Petitioner argues that prior notice and hearing are not necessary where the statutes provide sufficient constitutional safeguards to the debtor. In Mitchell v. W.T. Grant Co., 416 U.S. 600, 94 S.Ct. 1895, 40 L.Ed.2d 406 (1974), decided two years after Fuentes, the Supreme Court upheld a Louisiana sequestration statute which permitted the seller-creditor, holding a vendor's lien, to secure a writ of sequestration to forestall waste or alienation of the encumbered property. The writ could issue on ex parte application, without notice or hearing. The court ruled that the statute provided sufficient constitutional safeguards to protect the debtor, while affording the creditor a quick and effective remedy. The writ was issuable by a judge upon the filing of an affidavit, clearly stating the facts entitling the debtor to sequestration. The statute expressly entitled the debtor to an immediate hearing after seizure and to dissolution of the writ absent proof by the creditor. Petitioner argues that the Florida garnishment statute, like that of Louisiana, provides sufficient constitutional safeguards and points specifically to Section 77.07(2), Florida Statutes, which provides for an immediate post-garnishment hearing before a judge. In addition, debtor is provided an opportunity to free his assets by posting adequate security. See Section 77.24, Florida Statutes (1975).
We agree with the petitioner that prior notice and hearing are not required in order to satisfy the demands of due process. Otherwise, the remedy of the statute is likely to be defeated. Unique Caterers, Inc. v. Rudy's Farm Co., 338 So.2d 1067 (Fla. 1976). However, under the standards set by the United States Supreme Court, the statutes are constitutionally deficient in the following respects:
1. Section 77.031, Florida Statutes (1975), allows a writ to issue without judicial supervision.
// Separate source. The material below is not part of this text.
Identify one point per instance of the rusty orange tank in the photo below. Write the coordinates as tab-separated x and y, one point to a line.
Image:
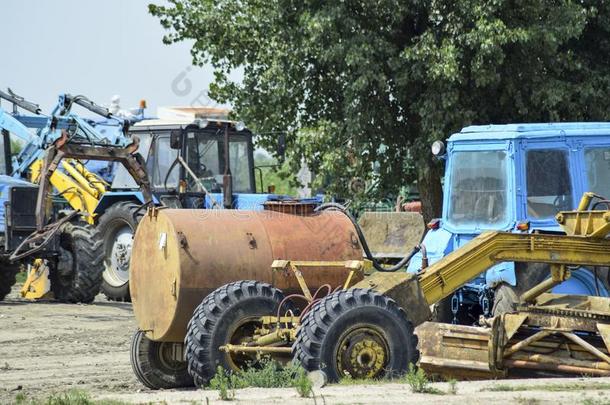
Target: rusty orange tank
180	256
2. The writ may issue on an unsworn complaint by a plaintiff, his agent, or attorney and the applicant need allege no facts entitling the plaintiff to garnishment.
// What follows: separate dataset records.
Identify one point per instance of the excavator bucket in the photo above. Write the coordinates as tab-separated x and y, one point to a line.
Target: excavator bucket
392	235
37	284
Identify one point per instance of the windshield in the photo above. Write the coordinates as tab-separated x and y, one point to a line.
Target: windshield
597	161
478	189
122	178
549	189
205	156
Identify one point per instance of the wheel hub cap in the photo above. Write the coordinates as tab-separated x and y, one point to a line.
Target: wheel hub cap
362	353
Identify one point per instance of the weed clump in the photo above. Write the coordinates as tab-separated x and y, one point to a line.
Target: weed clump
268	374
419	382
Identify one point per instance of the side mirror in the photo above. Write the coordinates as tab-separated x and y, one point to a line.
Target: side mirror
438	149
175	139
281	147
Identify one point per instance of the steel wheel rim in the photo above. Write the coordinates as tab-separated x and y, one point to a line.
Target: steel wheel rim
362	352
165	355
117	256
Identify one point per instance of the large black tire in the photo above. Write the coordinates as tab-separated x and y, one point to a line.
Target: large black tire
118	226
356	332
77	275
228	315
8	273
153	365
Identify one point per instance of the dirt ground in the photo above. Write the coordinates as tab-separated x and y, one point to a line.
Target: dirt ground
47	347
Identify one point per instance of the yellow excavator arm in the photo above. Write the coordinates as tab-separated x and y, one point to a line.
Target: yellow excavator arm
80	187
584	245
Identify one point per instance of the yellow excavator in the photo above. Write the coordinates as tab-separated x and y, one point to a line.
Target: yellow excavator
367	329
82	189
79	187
3. The statute does not require an immediate post-seizure hearing; it simply keeps the court open at any time to hear dissolution motions. In Phillips v. Guin & Hunt, Inc., Fla., 344 So.2d 568, opinion filed March 31, 1977, we stated:
We read North Georgia Finishing, supra, and Mitchell, supra, to require a hearing either before the alleged taking or promptly thereafter. In Unique Caterers v. Rudy's Farm Co., supra, we found Chapter 76 constitutionally deficient because it did not require an immediate post-seizure hearing.